The linker accepts almost any value for heap reserve space, because the application loader ensures that the application will meet certain minimum requirements during the load process. In other words, you can link an application with an initial heap value of 1 page reserved address space. The linker doesn’t perform any data validation; it simply marks the executable with the given value. Yet, since the minimum range of address space that can be reserved is 16 pages (64K), the loader compensates by reserving 16 pages for the application heap at load time.

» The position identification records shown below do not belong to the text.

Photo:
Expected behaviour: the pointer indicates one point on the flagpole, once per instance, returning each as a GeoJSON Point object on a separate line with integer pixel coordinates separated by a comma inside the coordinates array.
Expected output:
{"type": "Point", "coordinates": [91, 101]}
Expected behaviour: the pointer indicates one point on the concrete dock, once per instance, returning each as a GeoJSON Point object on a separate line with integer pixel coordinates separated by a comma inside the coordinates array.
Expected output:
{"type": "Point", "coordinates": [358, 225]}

As indicated above, options exist that indicate how much memory should initially be committed for an application’s default heap. The problem is they don’t seem to work yet. The linker for the second beta release of Windows NT marks all executable applications with 0x1000 (4K) initial committed memory for the default heap size, regardless of the value indicated as an option. Yet this is not that big a deal because it actually may be better for an application to commit as it needs to, rather than to commit memory that is not being used.
A Default Heap That Grows and Spreads
In its simplest form, the default heap spans a range of addresses. Some ranges are reserved, while others are committed and have pages of memory associated with them. In this case the addresses are contiguous, and they all originated from the same base allocation address. In some cases the default heap needs to allocate more memory than is available in its current reserved address space. For these cases the heap can either fail the call that requests the memory, or reserve an additional address range elsewhere in the process. The default heap manager opts for the second choice.

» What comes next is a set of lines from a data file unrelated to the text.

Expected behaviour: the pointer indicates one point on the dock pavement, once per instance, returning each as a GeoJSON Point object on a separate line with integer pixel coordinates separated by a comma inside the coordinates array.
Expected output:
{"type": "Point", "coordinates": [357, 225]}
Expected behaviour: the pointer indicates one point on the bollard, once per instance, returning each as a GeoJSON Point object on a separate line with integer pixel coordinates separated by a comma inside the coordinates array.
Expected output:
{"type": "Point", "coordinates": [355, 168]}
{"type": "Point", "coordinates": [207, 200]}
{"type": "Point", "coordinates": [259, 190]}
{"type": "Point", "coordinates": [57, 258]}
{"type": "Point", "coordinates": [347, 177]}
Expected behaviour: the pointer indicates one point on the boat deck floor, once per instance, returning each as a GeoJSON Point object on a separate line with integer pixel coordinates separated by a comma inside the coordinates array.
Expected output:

When the default heap needs more memory than is currently available, it reserves another 1-MB address range in the process. It also initially commits as much memory as it needs from this reserved address range to satisfy the allocation request. The default heap manager is then responsible for managing this new memory region as well as the original heap space. If necessary, it will repeat this throughout the application until the process runs out of memory and address space. You could end up with a default heap that manifests itself in your process in a manner similar to the heap represented in Figure 2.
Figure 2. The default heap for each process can expand into free address regions within the process.
So the default heap is not really a static heap at all. In fact, it may seem like a waste of energy to bother with managing the size of the initial heap since the heap always behaves in the same way after initialization. Managing the size of the default heap offers one advantage, though. It takes time to locate and reserve a new range of addresses in a process; you can save time by simply reserving a large enough address range initially. If you expect your application to require more heap space than the 1-MB default, reserve more address space initially to avoid allocating another region of addresses in your process later. Remember, each application has 2 gigabytes (GB) of address space to work with, and requires very little physical memory to support it.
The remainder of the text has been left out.